IMHO The patent laws should be amended to require entities to both "articulate
a solution" and "add value" to make the patent valid.

For ARM (described in other posts as a NPE) their patent licenses are bundled
with a low-power processor core design that provides a solution to licensees
requirements. The core design adds value to the basic technology covered by
the patent.

The VirnetX patents shouldn't be valid as they merely describe an element of a
design, and not a particular means of implementation. This may fall under Sec.
112(f) "Means-plus-function" [0], but getting the patents invalidated is not
easy.

The EFF have tried to bust "stupid patents" [1] somewhat successfully. Please
donate to support this worthy cause.

[0]
[http://www.uspto.gov/web/offices/pac/mpep/s2181.html](http://www.uspto.gov/web/offices/pac/mpep/s2181.html)

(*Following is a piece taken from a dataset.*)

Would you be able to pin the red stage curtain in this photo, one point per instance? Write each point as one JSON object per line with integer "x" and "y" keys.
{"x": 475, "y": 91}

[1] [https://www.eff.org/about/staff/daniel-
nazer](https://www.eff.org/about/staff/daniel-nazer)

------
vonklaus
Here is how we can start killing patent trolls vernetx stock is trading at
4.89 and has a total marketcap of $252M[0]. When the list a massive portfolio
(e.g. a huge weapons cache which is then publicly purchaseable) all major
companies and a fund set up by the ETF or a responsible steward, buy enough to
control the company. This would technically fund a patent troll, however, you
could limit the attack vector to a payout less than even a single win in court
would be given the apple lawsuit was >600M minus all the law fees.

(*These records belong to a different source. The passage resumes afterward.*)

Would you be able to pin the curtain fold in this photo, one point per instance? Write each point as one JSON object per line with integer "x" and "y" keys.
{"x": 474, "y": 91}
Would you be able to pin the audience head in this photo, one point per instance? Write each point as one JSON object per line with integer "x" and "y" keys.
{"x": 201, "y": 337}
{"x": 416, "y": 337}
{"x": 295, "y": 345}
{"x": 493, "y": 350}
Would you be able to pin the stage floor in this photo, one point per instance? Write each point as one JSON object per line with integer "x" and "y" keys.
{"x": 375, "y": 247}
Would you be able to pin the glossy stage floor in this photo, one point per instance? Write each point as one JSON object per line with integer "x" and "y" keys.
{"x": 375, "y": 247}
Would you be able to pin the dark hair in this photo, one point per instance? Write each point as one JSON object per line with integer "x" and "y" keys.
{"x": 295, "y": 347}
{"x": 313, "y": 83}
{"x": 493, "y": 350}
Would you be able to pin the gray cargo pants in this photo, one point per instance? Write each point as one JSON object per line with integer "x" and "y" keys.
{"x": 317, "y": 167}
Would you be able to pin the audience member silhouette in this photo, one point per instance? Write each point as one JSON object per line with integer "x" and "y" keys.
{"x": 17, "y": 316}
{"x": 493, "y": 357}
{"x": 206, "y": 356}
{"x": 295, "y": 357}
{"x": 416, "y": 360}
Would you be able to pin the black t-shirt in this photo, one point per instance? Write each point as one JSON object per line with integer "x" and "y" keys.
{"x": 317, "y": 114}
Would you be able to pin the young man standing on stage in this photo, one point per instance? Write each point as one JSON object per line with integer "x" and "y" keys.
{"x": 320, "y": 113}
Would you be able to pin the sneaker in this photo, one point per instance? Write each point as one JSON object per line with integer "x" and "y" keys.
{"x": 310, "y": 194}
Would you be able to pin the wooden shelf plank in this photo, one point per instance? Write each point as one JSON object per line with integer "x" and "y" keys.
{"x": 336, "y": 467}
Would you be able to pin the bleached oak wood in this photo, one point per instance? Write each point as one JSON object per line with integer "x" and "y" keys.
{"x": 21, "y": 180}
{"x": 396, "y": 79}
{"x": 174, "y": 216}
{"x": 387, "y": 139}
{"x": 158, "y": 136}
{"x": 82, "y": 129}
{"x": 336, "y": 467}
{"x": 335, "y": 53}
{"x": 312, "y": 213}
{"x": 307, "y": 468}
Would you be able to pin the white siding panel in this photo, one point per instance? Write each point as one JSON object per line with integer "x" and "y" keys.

There is conceiveably at least 1 other company with comprable shitty patents
that is public, so a bidding war race to the bottom would incentize prices
down instead of up if possible.

It could also be possible (in a much more gray possibly worse) way, actively
drum up interest for a patent trolls IPO from the alliance funds, and then not
invest in the fund, but release open source patents sourced from a different
provier inavlidating there ability to sue in the market, with the alliance
fund promising anyone using [ rediculously standard tech ] would have their
full support in leveraging the open source patents and fighting legal fees
associated with someone trying to invalidate the open source patents. this
could disincentize bad behaviour.

It is pretty rediculous a company that is less than 2 years old can win a
settlement for fucking twice it's market cap. I don';t think the market/law
could limit age/market cap as startups would get killed if bigger people poach
there stuff, but maybe some requirement to file suit of needing a working
product or service using the technology and maybe some combo of years in the
market / market cap, plus (which I think is critical) the public company must
be owned by some reasonably large but not insane number. e.g. if you quietly
ipo your shell and then you and your horrible 10-20 stakeholders foot the
legal bill, then you shouldn't be allowed to sue, but if hundreds/thousands ++
are buying it, then it is likely actually a real or semi legit company.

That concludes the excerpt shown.